Увидев, что поселенцы больше не выходили из чума, русские, которых было 8 или 10 человек – трудно сосчитать с такого расстояния, тем более, уже приближалась зима, и дни были очень короткими в эту пору года, постоянные сумерки, – перестали стрелять. Петро поднял белый платок в знак мира и направился в их сторону, безоружный, ожидая, что русские заметят, что он «нененец»… и что Мюсена не воспользуется этим моментом уязвимости, чтобы выстрелить ему в спину, ведь о неприязни воина к Петру всем было известно.

Как только Петро пошел в сторону русских, они зашептались – что это за человек. Наверное, кто-нибудь его узнал – в Кармакулах было не больше тридцати или сорока жителей, когда Петро добрался туда, хотя он не был уверен, были ли стрелки оттуда или припыли с континента по срочному запросу со станции. Петро подходил к нападавшим ближе и ближе, а ненцы опасались все больше и больше: а вдруг иноземец, которого они приняли, на самом деле враг и наконец-то возвращается к своим? Ясавэй, по обыкновению спокойный, был уверен в обратном, в то время как Мюсена был готов расстрелять Петра, даже если это стало бы последним, что он сделает в жизни.

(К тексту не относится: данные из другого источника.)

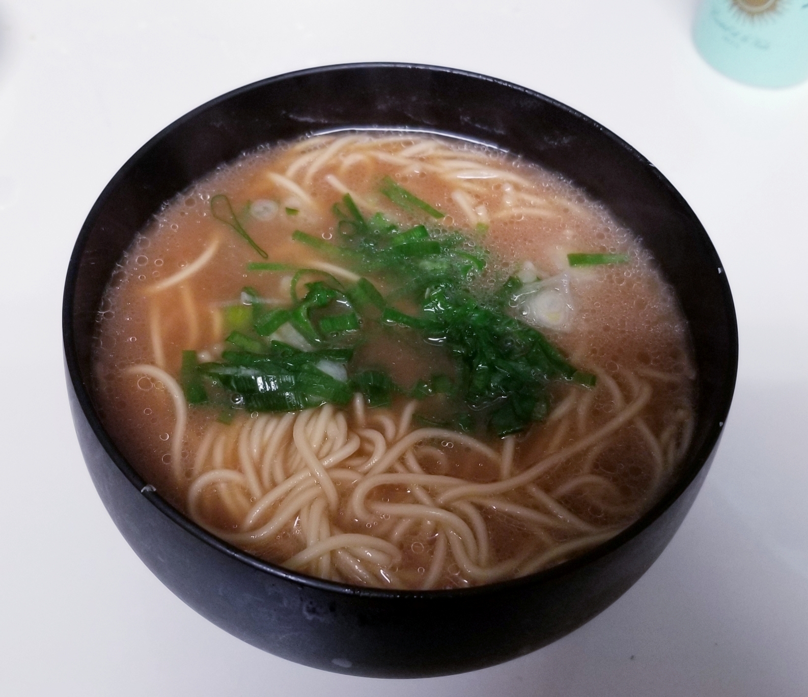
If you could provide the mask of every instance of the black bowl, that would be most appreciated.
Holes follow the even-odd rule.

Пока Петро приближался к русским, напряжение с обеих сторон возрастало: он был на мушке и у русских, и у ненцев.

Подойдя к русским на довольно близкое расстояние, Петро крикнул:

– Я представляю власть и народ Петрограда! Императору неугодно, чтобы здесь была война!

Русские опустили оружие, глядя на Петра теперь совсем иначе.

– Это представитель империи! – зашептались некоторые, подумав даже, будто Петро – член «Охранки» – Охранного отделения, секретной полиции императора.

– Но что он тут делает? – удивился капитан экспедиции, бородатый мужчина недружелюбного вида, большого роста и сильный, как медведь, с винтовкой за спиной и взрывчаткой в походной сумке.

Если бы русские знали, что Петро только что придумал эти слова! Фактически он ощущал себя представителем столицы и, так как голос народа – это голос императора, он чувствовал, что имел право утверждать, будто этот конфликт не интересен монарху, и, по большому счету, это не было ложью, ведь ненцев поселили на архипелаг по решению империи. Убивать ненцев или плохо обращаться с ними совсем не входило в интересы власти.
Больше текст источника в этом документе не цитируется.